Parents of Yosef Shapiro Maintained Faith in the Shadow of Fear

yosef shapiro
Yosef Shapiro and his father at home Sunday. (Reuvain Borchardt/Hamodia)

Rabbi Simcha Dovid and Mrs. Basya Shapiro, parents of 7-year-old Yosef, the most famous boy in New York last week Wednesday when he went missing in Canarsie Park for about six hours, spoke with Hamodia on Sunday about that tense time, and the joy in being reunited with their son, alive and well.

As I enter the Shapiros’ Flatbush home, Yosef regards me with some suspicion and turns away. But his parents assure me this is not atypical; he is shy by nature, they say, and he has in fact been acting normally, just as if this story never happened.

But it did happen, for them — and for hundreds of others who volunteered in the search, and the many more who davened for Yosef’s safe return.

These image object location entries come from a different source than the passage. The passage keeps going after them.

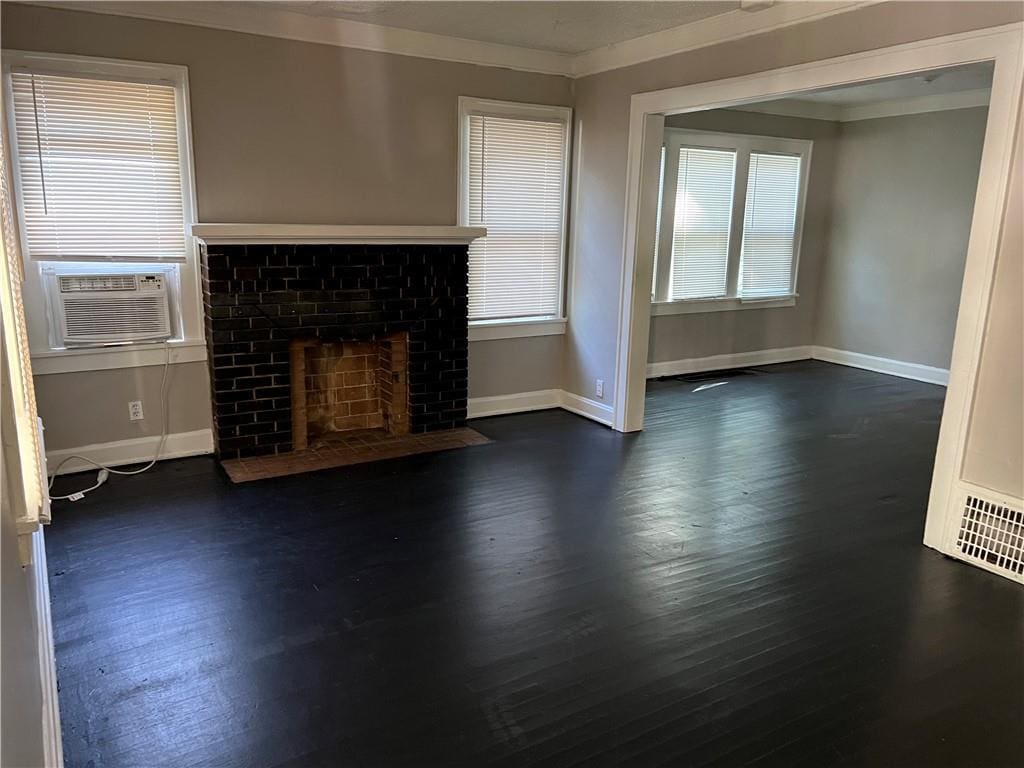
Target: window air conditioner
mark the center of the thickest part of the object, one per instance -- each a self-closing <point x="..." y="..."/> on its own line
<point x="113" y="308"/>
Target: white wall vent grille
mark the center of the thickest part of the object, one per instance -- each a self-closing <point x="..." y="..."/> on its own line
<point x="992" y="534"/>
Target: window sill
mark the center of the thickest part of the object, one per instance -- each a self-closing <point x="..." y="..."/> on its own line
<point x="515" y="329"/>
<point x="700" y="306"/>
<point x="107" y="358"/>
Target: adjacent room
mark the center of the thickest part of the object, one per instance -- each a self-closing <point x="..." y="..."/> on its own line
<point x="829" y="226"/>
<point x="512" y="383"/>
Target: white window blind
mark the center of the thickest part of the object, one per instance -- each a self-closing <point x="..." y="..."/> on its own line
<point x="769" y="225"/>
<point x="99" y="168"/>
<point x="702" y="220"/>
<point x="516" y="182"/>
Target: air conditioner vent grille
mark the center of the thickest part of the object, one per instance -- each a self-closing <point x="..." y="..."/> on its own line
<point x="74" y="283"/>
<point x="116" y="318"/>
<point x="993" y="534"/>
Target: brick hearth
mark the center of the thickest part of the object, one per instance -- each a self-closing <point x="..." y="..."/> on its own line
<point x="260" y="297"/>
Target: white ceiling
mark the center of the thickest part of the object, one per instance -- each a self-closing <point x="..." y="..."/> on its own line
<point x="571" y="38"/>
<point x="552" y="26"/>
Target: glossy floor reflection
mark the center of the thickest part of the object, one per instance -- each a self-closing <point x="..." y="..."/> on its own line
<point x="741" y="583"/>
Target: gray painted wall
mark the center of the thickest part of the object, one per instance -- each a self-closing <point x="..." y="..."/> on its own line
<point x="684" y="336"/>
<point x="902" y="205"/>
<point x="20" y="694"/>
<point x="287" y="131"/>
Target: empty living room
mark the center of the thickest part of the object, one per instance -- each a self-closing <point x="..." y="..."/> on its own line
<point x="550" y="383"/>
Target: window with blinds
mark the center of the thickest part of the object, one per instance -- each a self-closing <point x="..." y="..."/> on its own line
<point x="99" y="168"/>
<point x="734" y="203"/>
<point x="513" y="182"/>
<point x="701" y="222"/>
<point x="769" y="225"/>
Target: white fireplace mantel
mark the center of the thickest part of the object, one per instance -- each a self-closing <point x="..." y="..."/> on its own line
<point x="334" y="233"/>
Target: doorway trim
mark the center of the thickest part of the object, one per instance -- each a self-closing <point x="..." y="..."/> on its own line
<point x="999" y="44"/>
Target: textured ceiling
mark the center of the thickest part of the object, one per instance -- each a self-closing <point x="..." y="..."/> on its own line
<point x="562" y="27"/>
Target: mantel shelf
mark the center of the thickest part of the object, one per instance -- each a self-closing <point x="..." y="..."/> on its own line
<point x="334" y="233"/>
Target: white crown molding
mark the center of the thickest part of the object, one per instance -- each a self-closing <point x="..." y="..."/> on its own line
<point x="347" y="34"/>
<point x="334" y="233"/>
<point x="918" y="105"/>
<point x="338" y="32"/>
<point x="732" y="26"/>
<point x="793" y="108"/>
<point x="889" y="109"/>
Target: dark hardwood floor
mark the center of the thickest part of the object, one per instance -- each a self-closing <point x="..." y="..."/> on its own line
<point x="742" y="583"/>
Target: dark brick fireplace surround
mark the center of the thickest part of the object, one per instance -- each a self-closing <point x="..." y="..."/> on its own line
<point x="260" y="297"/>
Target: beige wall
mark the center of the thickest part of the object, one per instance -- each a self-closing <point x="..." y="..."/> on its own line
<point x="497" y="367"/>
<point x="684" y="336"/>
<point x="994" y="457"/>
<point x="295" y="132"/>
<point x="287" y="131"/>
<point x="901" y="219"/>
<point x="91" y="407"/>
<point x="602" y="103"/>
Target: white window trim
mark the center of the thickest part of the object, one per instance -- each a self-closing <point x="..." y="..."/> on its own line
<point x="47" y="359"/>
<point x="742" y="144"/>
<point x="513" y="328"/>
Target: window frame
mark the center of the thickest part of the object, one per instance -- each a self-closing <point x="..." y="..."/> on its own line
<point x="742" y="145"/>
<point x="188" y="343"/>
<point x="501" y="328"/>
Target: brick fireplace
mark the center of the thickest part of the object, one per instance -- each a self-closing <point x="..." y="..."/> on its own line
<point x="338" y="387"/>
<point x="341" y="329"/>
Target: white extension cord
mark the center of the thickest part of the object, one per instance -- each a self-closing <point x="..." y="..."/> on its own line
<point x="104" y="471"/>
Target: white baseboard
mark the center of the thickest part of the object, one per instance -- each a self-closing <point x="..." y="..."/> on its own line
<point x="133" y="451"/>
<point x="883" y="365"/>
<point x="513" y="403"/>
<point x="539" y="400"/>
<point x="52" y="748"/>
<point x="599" y="412"/>
<point x="723" y="361"/>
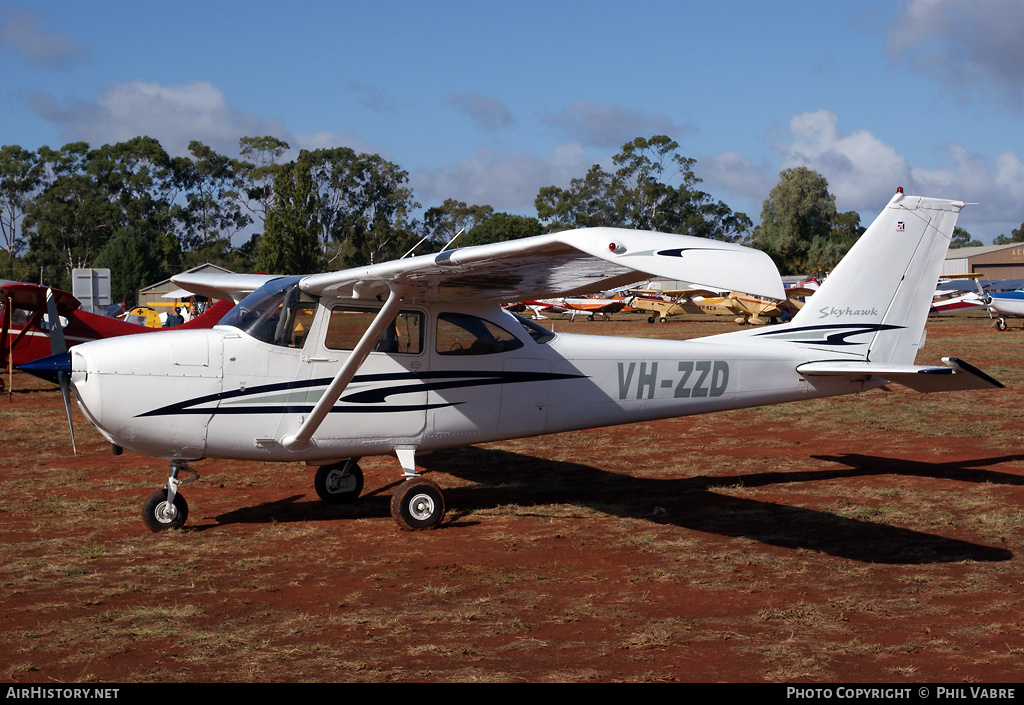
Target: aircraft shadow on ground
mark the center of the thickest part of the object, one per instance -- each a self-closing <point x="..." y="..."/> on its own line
<point x="502" y="478"/>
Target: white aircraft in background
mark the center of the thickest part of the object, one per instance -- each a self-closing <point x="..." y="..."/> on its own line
<point x="1004" y="304"/>
<point x="408" y="357"/>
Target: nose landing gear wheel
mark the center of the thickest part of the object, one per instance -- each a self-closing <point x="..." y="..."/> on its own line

Here is the parents’ story in their own words.

Hamodia: First of all, how’s everybody doing?

Rabbi Shapiro: Baruch Hashem, everyone’s doing very, very well. Chasdei Hashem, in addition to Yosef being found safe and unharmed, he’s emotionally and mentally fine, 100%. Baruch Hashem he is very happy, he’s sleeping in his own bed with the lights off, and everything else as always — playing, eating, drinking, like nothing ever happened.

Tell us about when you first got the call Wednesday that Yosef was missing.

Rabbi Shapiro: It was about 4:25 or 4:30 p.m. I got a call from the head of Noam Day Camp, Mr. Chaim Schilit, popularly known as “the Captain.”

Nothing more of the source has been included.